The field of axial spondyloarthropathy has undergone a paradigm shift in recent years. The reclassification of the disease spectrum into radiographic axial SpA (r-axSpA, equivalent to classic AS) and non-radiographic axial SpA (nr-axSpA) has expanded the recognized disease population and enabled earlier treatment. This classification recognizes that nr-axSpA and r-axSpA represent a spectrum of the same disease, with up to 10-20% of nr-axSpA patients progressing to r-axSpA over 2-10 years.

The approval of IL-17A inhibitors (secukinumab and ixekizumab) provided the first new mechanism of action for AS in nearly two decades. The MEASURE and COAST clinical trial programs demonstrated robust efficacy of these agents in both TNF-naive and TNF-experienced patients. The subsequent approval of JAK inhibitors (tofacitinib and upadacitinib) has added an oral targeted therapy option, with upadacitinib showing particularly strong efficacy data in the SELECT-AXIS clinical trials.

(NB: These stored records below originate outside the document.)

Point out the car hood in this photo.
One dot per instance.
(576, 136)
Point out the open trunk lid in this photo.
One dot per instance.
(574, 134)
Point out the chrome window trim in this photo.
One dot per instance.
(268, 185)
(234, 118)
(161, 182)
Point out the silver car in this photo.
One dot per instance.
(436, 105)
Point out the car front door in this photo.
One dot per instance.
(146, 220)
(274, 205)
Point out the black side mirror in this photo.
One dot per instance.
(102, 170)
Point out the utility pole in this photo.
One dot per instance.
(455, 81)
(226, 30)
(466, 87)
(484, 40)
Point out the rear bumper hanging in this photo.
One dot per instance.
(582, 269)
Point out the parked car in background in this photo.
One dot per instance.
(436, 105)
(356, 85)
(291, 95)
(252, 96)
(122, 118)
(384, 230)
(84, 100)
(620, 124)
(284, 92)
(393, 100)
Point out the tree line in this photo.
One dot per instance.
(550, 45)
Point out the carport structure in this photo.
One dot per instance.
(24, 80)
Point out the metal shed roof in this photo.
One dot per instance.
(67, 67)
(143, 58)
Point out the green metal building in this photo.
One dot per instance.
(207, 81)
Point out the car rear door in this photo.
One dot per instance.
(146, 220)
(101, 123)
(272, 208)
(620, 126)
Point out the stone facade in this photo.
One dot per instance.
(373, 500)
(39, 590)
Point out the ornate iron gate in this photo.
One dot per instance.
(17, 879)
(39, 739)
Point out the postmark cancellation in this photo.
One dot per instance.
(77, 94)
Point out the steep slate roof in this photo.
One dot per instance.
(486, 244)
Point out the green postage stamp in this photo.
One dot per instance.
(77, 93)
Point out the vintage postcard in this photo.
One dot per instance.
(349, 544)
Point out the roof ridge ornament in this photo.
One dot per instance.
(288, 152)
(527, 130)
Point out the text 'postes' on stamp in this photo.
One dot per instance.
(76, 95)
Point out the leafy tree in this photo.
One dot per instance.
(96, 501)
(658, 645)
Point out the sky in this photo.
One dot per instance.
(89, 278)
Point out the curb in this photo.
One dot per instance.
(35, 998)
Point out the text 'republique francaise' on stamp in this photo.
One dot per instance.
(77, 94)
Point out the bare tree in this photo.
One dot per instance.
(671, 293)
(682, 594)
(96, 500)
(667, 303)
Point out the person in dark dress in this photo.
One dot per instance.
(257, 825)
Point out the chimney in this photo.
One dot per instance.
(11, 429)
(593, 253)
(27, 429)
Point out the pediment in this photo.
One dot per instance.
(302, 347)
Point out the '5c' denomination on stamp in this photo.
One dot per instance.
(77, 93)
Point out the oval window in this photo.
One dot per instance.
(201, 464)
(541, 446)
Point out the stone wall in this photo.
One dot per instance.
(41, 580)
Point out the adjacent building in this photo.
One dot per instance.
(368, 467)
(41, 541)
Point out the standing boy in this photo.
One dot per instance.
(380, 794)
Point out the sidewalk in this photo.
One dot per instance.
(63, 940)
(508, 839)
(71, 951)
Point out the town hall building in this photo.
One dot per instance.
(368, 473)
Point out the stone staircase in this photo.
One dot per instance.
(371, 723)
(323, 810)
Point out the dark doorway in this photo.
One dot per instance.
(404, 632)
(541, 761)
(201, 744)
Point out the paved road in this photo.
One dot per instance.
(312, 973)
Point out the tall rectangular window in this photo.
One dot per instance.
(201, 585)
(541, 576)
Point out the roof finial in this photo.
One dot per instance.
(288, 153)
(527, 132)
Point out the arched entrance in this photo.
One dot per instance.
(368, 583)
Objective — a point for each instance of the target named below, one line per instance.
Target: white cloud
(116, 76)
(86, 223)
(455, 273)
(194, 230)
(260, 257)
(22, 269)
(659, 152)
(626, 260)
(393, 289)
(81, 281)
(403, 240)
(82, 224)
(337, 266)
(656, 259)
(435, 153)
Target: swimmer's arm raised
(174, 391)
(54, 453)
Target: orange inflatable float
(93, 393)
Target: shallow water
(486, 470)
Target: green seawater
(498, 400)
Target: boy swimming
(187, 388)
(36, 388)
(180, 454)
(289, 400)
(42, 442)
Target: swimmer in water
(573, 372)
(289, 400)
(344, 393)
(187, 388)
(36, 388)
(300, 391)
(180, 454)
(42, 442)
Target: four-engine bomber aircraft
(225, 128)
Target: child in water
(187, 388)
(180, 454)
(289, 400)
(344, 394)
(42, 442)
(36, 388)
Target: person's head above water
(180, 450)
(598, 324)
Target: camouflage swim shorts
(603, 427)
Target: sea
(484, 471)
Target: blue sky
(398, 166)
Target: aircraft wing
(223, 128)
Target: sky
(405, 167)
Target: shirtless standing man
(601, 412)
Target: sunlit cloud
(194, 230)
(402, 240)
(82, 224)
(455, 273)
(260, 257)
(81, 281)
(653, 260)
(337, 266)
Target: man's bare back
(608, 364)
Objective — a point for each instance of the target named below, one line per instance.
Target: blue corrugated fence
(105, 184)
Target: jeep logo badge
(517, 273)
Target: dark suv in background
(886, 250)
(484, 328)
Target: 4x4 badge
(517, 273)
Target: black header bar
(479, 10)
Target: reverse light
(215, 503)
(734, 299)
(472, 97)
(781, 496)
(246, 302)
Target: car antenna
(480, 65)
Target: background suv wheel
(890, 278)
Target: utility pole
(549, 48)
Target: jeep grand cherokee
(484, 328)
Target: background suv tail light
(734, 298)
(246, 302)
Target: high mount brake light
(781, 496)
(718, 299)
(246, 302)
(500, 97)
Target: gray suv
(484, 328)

Research into the relationship between inflammation and new bone formation remains a critical question. While TNF inhibitors may slow structural progression with long-term use (especially when started early), the evidence for IL-17A inhibitors is still accumulating. The SURPASS study and real-world registries are providing long-term data on radiographic outcomes with various biologics. Emerging targets under investigation include IL-23 inhibitors (which have shown disappointing results in axial SpA despite efficacy in psoriatic arthritis, raising questions about the role of IL-23 in spinal inflammation), Janus kinase 1 selective inhibitors, bimekizumab (dual IL-17A/IL-17F inhibition), and GM-CSF inhibitors. Advances in MRI technology, including whole-body MRI and quantitative MRI, are improving early diagnosis and monitoring of treatment response.

12. References & Research

Historical Background

The earliest evidence of ankylosing spondylitis comes from Egyptian mummies dating to approximately 1500 BCE. The Irish physician Bernard Connor provided the first modern description in 1693 after discovering a fused skeleton during an autopsy. The disease was systematically characterized in the late 19th century by Vladimir Bekhterev (Russia, 1893), Adolph Strumpell (Germany, 1897), and Pierre Marie (France, 1898), and is sometimes referred to as Bekhterev disease in some regions. The discovery of the HLA-B27 association by Brewerton and Schlosstein in 1973 was a landmark finding that transformed understanding of the disease's genetic basis and led to the broader concept of spondyloarthropathies.